I’m not knocking the positivity – far from it, I thrive on enthusiasm and energy and really need some fun in my life right now. But as a collective – society, media, social media – we have an incredible knack of making lots of people feel a bit like they’re failing at life by somehow not doing it all, and these constant showcases of self-improvement are doing just that. Because, for so many of us, this isn’t much fun. We are scared about our loved ones (and ourselves), nervous about the economy and anxious about a world we don’t recognise – with no control over how to get it back. We may dabble with virtual nights out but that belies the truth for many, where getting out of bed feels like the most victorious thing we’ll do all day. Getting dressed and putting make-up on? That’s the utopian dream.
For many office workers who find themselves at home, finding meaning and purpose can be hard too, especially in a world that has changed beyond recognition. At the other end of the spectrum, for our healthcare and key workers the opposite is true. Too much work. Too much pressure. Too much self-sacrifice. There is no middle ground.
Motivating yourself to do anything if you are working harder than ever – or at the opposite end of the spectrum you’ve lost employment or are on furlough – is accomplishment enough. We are navigating tough times, living through a global crisis, and the only measure of success is coming through this as unscathed as possible.

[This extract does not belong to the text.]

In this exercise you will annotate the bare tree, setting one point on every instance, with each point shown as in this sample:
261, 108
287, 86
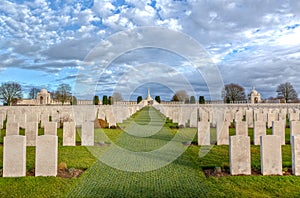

So, keep up the creativity, continue the fun, and we’ll keep doing the same, but let’s share some of the other side too. The nights under a blanket on the sofa watching Bridget Jones for the 18th time, the tears, the wobbles, the reality that many of us don’t know what day it is or which way is up. We can have both gears but let’s work as a team and reassure each other that just getting through this is enough. YOU are enough right now… And writing that book can definitely wait until tomorrow.